Kenapa demikian?. Keadaan ini disebabkan harga barang-barang hasil pertanian teramat rendah bila dibandingkan dengan harga barang-barang hasil pabrik. Celakanya lagi, bila  barang pertanian hasilnya sedang melimpah, maka harganya akan turun drastis. Jadi, hasil yang banyak tidak berarti kehidupan petani bertambah makmur, sebab harganya menjadi rendah.
Kenyataan inilah yang selalu dialami para petani yang menanam apa saja seperti padi, nilam, karet, pala, langsat, rambutan,  tembakau, cabe, bawang, kacang, timun taiwan, jeruk, pisang, dan sebagainya.
Karena itu, para petani membutuhkan pembelaan.
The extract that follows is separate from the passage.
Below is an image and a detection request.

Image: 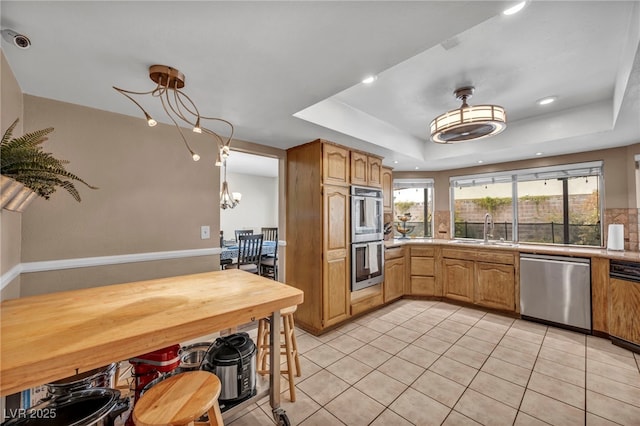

Mereka mengharapkan kehadiran “Ratu Adil” yang akan membela kehidupan mereka. Dengan kedatangannya di tengah-tengah –petani, mudah-mudahan kehidupan petani Aceh akan bertambah makmur, karena tidak terjadi lagi : setiap hasil pertanian melimpah, maka otomatis harganya turun drastis. Bagaimana cara mengatasinya, terserah saja pada kemampuan sang Ratu Adil mengutak-atiknya. Para petani cuma pasrah;  sambil berdo’a semoga berhasil hendaknya. Begitulah harapan para petani Aceh kepada Gubernur Aceh, Irwandi. Mudah-mudahan sumbangan mereka yang melimpahkan suara kepada Irwandi dalam Pilkada yang lalu tidak serta-merta disia-siakan. Semoga!!!.